Editorial As A Database Viewer

Jun 3, 2016
Joe Buhlig
~1 min

One habit that Evernote taught me was that of creating databases, collections of text and pictures that revolve around a specific topic or item. I’m yet to export my Evernote data into my alternative storage system but I have solved my most glaring issue: searching and viewing these databases on iOS.

These consist of three data types: text, documents, and pictures. All text is created in markdown files. The documents are primarily PDFs and the pictures are… well they’re pictures. All of these files have a very simple organizational structure in DropBox. There’s a folder named after the type of database (Drinks), a subfolder if necessary (Coffee), and then the files which are named after the item itself (Caribou Mahogany.jpg). If there are pictures, documents, and text for the same item, they’ll get the same name (but with different file extensions) to make it easy to search.

It’s a very basic structure, which makes it easy to find and interact with these different files from different apps on iOS. My app of choice for text files is Editorial. There’s a lot of power in Editorial that I’ve never utilized but I do know that it’s excellent for editing and reading markdown.

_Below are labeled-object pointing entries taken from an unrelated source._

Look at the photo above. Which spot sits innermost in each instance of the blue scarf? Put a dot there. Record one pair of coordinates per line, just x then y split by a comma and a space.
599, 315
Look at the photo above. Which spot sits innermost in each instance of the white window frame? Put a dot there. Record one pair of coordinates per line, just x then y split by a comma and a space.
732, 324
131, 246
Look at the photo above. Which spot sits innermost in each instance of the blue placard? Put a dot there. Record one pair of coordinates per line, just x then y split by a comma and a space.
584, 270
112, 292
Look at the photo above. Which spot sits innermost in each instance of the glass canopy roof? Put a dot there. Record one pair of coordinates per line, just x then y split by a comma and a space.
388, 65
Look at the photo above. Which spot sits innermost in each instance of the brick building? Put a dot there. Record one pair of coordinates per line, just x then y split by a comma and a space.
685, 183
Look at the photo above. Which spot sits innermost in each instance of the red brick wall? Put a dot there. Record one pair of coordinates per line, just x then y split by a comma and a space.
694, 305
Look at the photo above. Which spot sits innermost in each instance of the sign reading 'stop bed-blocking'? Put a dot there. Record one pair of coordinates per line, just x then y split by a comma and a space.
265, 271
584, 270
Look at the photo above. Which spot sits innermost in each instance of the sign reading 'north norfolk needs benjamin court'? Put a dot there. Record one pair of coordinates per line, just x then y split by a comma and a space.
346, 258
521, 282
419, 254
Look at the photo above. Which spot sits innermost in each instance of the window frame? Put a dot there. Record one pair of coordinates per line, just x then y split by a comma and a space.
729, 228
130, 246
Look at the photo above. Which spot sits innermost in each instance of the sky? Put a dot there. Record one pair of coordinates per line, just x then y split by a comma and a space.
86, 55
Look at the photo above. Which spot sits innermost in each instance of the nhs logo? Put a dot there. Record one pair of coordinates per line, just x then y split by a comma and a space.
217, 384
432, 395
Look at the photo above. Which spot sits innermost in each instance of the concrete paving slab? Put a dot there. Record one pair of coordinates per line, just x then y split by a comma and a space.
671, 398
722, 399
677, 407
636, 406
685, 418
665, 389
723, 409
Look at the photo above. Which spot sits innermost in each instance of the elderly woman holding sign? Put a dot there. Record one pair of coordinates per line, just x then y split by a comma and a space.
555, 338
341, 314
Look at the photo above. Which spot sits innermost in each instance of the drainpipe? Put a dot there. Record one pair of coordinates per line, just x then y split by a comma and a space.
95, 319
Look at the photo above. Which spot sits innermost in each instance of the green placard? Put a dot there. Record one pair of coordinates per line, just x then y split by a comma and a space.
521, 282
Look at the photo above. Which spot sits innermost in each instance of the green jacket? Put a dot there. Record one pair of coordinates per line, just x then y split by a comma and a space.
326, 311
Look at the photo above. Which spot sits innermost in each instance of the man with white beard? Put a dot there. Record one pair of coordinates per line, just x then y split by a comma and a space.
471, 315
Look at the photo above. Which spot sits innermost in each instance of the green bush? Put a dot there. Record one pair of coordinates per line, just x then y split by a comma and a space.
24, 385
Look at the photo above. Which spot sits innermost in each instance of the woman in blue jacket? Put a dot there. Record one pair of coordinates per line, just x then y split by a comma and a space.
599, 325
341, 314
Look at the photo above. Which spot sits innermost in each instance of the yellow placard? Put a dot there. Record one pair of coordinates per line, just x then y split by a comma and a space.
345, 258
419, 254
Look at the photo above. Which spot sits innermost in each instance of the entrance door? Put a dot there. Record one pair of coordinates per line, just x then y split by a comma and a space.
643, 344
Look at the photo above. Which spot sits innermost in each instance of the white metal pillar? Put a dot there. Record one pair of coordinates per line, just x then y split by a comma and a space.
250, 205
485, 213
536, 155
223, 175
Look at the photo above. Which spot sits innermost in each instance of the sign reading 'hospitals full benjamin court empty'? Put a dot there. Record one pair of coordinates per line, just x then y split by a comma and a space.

I was typing out a few sentences for an article while waiting for a friend when I accidentally tapped the name for a PDF within Editorial. To my surprise, I was given the ability to “Quick Look” the document within the app. I am not sure why I never tried this before but it singlehandedly changed my methods for interacting with these databases from a multi-app approach to a single point of access.

This means that given a file structure that works for you and a text-heavy implementation of databases, Editorial can act as a user interface similar to these catchall tools like Evernote. Yes, there is the downside of not being able to capture documents and pictures directly into Editorial. The trick is to capture these into DropBox and let Editorial be the viewer instead. But since my databases are primarily text, I’m able to leverage the power of a tool that was designed extensively for text and maintain the majority of my editing needs. Add to that the ability to view the extra files I compile and iOS now has a database interface I didn’t know I wanted.